The Burly Beginning
My name is Gabriel Aiello, and I'm the head honcho over here at Burly Beverages.
We are based in Sacramento, California...which is also the city that I call my home sweet home. We hand make and sell craft, small batch, natural soda syrups, soft drinks, shrubs and old-timey switchels.
This venture started with a quest for a better ginger beer....something without corn syrup or added preservatives. As my searches fell short I decided to teach myself to make some from scratch. While learning how to craft these beverages, I fell in love with the process and quickly realized that I was creating something special. It is my personal mission to use Burly Beverages as a vehicle to promote a quirky and health-minded approach to sodas and soft drinks by using fresh, locally-sourced ingredients, natural sweeteners and a small batch mentality to assure a consistent, high quality product and to create an all-natural product that is an alternative to the status quo of today's soft drinks and beverages.
These tonics, if you will, are designed using quality ingredients, locally-sourced produce, and REAL sweeteners. While sugar is sugar, and should always be consumed in moderation, the sugars and sweeteners used in these elixirs are in their rawest forms and retain all of their nutritional elements. Sodas and soft drinks were, at one time in our history, found in pharmacies across the nation. The original "sodas" may have been recommended by physicians and pharmacists alike in order to ease certain ailments. Burly Beverages is committed to aligning itself with these principles.
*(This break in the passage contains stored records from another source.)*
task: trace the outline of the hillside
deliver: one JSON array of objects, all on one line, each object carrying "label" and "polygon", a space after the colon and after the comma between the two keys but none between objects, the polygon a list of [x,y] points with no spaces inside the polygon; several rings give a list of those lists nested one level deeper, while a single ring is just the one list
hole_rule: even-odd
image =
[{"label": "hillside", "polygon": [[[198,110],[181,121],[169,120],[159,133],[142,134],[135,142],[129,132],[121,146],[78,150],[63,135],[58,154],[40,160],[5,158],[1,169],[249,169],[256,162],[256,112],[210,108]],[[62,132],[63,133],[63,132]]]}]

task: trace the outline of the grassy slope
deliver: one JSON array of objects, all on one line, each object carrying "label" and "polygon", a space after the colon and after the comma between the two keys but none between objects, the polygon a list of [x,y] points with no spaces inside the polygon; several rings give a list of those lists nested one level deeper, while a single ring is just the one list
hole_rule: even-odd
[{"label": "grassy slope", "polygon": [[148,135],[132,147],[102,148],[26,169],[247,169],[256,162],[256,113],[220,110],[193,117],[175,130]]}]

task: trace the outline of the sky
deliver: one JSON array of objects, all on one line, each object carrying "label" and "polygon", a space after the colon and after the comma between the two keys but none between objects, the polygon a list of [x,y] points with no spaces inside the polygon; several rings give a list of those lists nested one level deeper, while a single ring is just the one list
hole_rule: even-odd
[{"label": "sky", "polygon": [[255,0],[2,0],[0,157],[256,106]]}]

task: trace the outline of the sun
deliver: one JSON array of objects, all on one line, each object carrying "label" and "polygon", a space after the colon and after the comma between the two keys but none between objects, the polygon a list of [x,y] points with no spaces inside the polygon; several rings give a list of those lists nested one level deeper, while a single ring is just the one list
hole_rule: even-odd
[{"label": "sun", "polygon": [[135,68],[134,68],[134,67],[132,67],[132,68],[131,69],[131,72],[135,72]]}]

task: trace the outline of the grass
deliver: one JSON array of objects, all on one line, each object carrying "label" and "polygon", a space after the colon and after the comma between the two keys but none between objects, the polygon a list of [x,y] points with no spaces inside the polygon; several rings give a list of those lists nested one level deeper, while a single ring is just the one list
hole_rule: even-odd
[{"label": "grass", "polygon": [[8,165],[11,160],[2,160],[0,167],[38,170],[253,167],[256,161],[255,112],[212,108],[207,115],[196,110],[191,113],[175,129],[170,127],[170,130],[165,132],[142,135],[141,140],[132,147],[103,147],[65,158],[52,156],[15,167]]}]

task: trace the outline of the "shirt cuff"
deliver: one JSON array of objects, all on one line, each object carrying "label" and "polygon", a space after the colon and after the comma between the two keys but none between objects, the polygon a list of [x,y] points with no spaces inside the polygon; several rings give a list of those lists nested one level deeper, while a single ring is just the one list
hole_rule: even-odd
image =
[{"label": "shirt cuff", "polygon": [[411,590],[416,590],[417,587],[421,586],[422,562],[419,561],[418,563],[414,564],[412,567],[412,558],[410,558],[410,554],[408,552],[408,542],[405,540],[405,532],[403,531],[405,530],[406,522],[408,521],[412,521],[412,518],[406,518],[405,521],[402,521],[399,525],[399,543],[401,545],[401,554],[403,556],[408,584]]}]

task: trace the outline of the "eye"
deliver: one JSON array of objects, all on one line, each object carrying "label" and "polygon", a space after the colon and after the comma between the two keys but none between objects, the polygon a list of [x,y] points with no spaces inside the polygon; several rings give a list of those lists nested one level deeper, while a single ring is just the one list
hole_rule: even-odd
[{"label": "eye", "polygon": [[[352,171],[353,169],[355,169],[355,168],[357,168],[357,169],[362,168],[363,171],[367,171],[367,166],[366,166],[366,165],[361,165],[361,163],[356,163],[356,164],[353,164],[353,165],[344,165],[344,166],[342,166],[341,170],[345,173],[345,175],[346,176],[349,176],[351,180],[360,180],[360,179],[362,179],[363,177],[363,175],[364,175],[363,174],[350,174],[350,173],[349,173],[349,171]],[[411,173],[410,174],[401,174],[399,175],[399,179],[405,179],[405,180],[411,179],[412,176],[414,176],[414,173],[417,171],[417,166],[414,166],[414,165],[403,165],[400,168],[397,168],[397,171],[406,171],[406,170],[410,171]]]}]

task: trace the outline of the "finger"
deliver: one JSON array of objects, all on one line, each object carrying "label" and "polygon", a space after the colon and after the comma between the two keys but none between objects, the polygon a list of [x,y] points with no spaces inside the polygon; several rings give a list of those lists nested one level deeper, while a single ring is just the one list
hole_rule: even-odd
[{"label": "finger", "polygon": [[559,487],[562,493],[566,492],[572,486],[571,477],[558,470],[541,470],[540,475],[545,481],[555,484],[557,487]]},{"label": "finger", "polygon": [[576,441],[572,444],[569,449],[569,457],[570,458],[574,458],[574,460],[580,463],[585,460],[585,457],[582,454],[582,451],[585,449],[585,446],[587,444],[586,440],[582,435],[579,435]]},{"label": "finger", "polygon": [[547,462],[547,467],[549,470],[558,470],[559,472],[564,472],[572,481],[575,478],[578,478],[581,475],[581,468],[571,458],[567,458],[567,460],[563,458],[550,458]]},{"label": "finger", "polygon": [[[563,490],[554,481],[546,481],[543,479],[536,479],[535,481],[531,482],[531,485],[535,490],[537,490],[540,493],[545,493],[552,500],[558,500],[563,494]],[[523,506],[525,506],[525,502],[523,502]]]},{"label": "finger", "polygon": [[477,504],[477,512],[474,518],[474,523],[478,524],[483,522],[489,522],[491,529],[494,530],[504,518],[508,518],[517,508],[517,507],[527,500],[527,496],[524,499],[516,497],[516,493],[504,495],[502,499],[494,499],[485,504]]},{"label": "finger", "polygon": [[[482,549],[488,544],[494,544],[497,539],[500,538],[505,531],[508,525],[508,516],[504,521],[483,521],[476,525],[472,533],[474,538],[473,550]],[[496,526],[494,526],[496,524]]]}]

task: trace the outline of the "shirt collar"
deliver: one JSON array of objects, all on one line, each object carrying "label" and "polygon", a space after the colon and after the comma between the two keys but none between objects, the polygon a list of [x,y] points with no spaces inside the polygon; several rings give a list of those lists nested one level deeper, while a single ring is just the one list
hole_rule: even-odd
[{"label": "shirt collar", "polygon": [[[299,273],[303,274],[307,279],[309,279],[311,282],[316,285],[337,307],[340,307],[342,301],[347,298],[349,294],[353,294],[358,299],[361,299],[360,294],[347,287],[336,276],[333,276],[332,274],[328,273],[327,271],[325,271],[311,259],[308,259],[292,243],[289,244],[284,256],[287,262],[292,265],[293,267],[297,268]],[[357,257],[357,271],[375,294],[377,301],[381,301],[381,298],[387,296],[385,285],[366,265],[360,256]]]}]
Recently, Sacramento locals have enjoyed my monthly pop-up dinner event known as Meatless Monday. This tradition began with four close friends trying a new recipe in my apartment, and has grown exponentially in the past year or so.The last event was held at a local establishment, Old Ironsides, and drew over 100 diners. Old Ironsides has allowed me to utilize these dinners as an opportunity to test market for a variety of my products, used as a mixer for cocktails, or on their own as sodas. At this event, I sold over 100 peach-honey shrub cocktails in under two hours. The success rate continues to increase with each event.
Sacramento is considered one of the leaders in the Farm-to-Fork movement. The current trajectory of local curiosity is inspiring a new generation of culinary pioneers, who focus on high-quality, small batch craft products. I hope to promote this burgeoning culture and celebrate our local innovators; in other words, I would like to nurture and guide other potential entrepreneurs and makers as I have been encouraged by my mentors.